Areonite da Conceição Chagas or Mãe Nitinha de Oxum (12 September 1925 to 4 February 2008) was a Brazilian Iaquequerê, Iatebexê, e Ojuodé of the Candomblé temple (in Portuguese, terreiro) Casa Branca do Engenho Velho in Salvador, Bahia, and later Ialorixá at the Terreiro de Nossa Senhora das Candeias in Miguel Couto, greater Rio de Janeiro.

== Biography ==
Areonithe Conceição Chagas was born in Santo Amaro, Bahia on September 12, 1925. Her mother was a mãe-de-santo (Candomblé religious leader).

Mãe Nitinha married “Seu Benzinho”, a man from neighboring Cachoeira, at age 14.

After her marriage dissolved, Mãe Nitinha worked as a midwife and elementary teacher in Portão, Bahia.

Mãe Nitinha founded her first Candomblé temple in 1960 in the community of Santo Amaro do Ipitanga in Pitangueiras, Bahia.

In April 1972, Mãe Nitinha founded the Asè Iyá Nasso Oká Ilê Osum – Sociedade Nossa Senhora das Candeias in Nova Iguaçu  Rio de Janeiro state.

In 2000, the Brazilian government recognized Mãe Nitinha by granting her the right to draw from the state retirement program after working for fifty years as a Candomblé priestess. This was the first case where an Afro-Brazilian Pai-de-santo was granted the same retirement rights given to Catholic priests or Evangelical pastors.
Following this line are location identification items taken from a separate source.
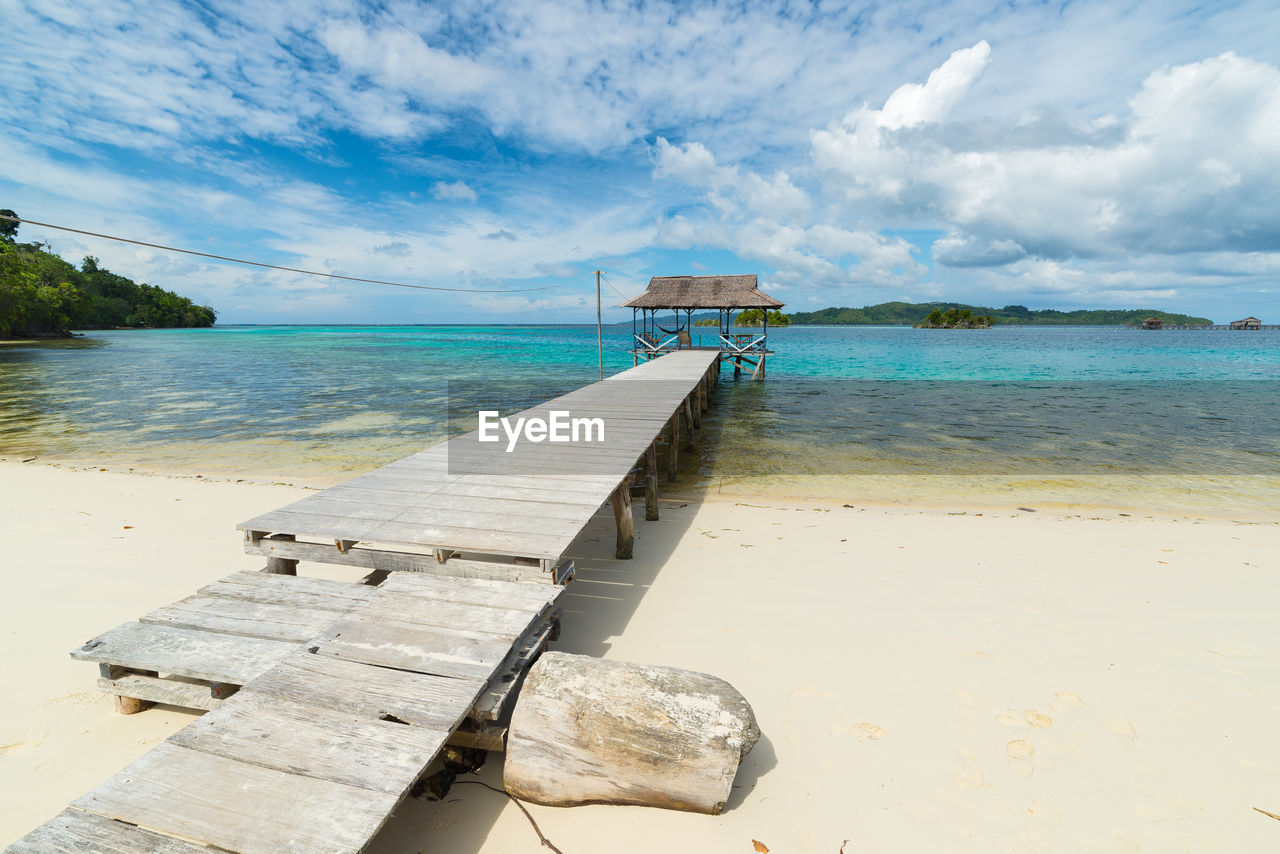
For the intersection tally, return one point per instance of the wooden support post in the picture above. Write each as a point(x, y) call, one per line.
point(127, 704)
point(621, 501)
point(689, 425)
point(282, 565)
point(650, 483)
point(673, 446)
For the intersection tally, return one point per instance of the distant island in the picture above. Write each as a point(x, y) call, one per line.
point(749, 318)
point(42, 296)
point(954, 319)
point(913, 314)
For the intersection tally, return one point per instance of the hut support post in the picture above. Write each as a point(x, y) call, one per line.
point(625, 524)
point(689, 425)
point(673, 446)
point(650, 483)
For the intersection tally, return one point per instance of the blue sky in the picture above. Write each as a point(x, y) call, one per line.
point(1046, 154)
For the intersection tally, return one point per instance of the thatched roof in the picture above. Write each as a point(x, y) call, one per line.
point(703, 292)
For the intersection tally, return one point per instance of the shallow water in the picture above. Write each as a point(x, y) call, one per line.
point(1173, 420)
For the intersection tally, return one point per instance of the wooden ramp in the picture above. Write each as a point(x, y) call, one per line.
point(328, 733)
point(470, 508)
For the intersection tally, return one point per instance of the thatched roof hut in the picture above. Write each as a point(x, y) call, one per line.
point(682, 295)
point(703, 292)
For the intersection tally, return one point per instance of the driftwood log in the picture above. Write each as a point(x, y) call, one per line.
point(590, 731)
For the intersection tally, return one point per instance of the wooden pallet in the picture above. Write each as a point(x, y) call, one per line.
point(470, 508)
point(315, 750)
point(197, 652)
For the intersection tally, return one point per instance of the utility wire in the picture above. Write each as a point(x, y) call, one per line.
point(622, 296)
point(275, 266)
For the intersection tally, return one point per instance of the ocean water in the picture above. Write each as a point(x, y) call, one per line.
point(1171, 420)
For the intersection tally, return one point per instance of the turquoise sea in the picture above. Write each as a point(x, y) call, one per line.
point(1171, 420)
In 2005, the Brazilian government chose Mãe Nitinha as a representative of a multi-faith religious group sent to Rome to attend the funeral of Pope John Paul II. Unfortunately, she was not able to attend because she arrived to the airport late and missed her flight.

Mãe Nitinha died on February 4, 2008, in Brotas' Hospital Evangélico. She had been admitted for 12 days for a pulmonary infection. Mãe Nitinha was buried on February 5 in Salvador's Cemitério Jardim da Saudade, wearing the white and gold vestments of Oxúm. Bahia's State Secretary for the Promotion of Equality, Luiz Alberto, attended, saying that he "represents the condolences of Bahia's governor (Jaques Wagner) and of Brazil's president (Luiz Inácio Lula da Silva), who lament the death of this important representative of Candomblé." Additional rituals followed at the Casa Branca terreiro.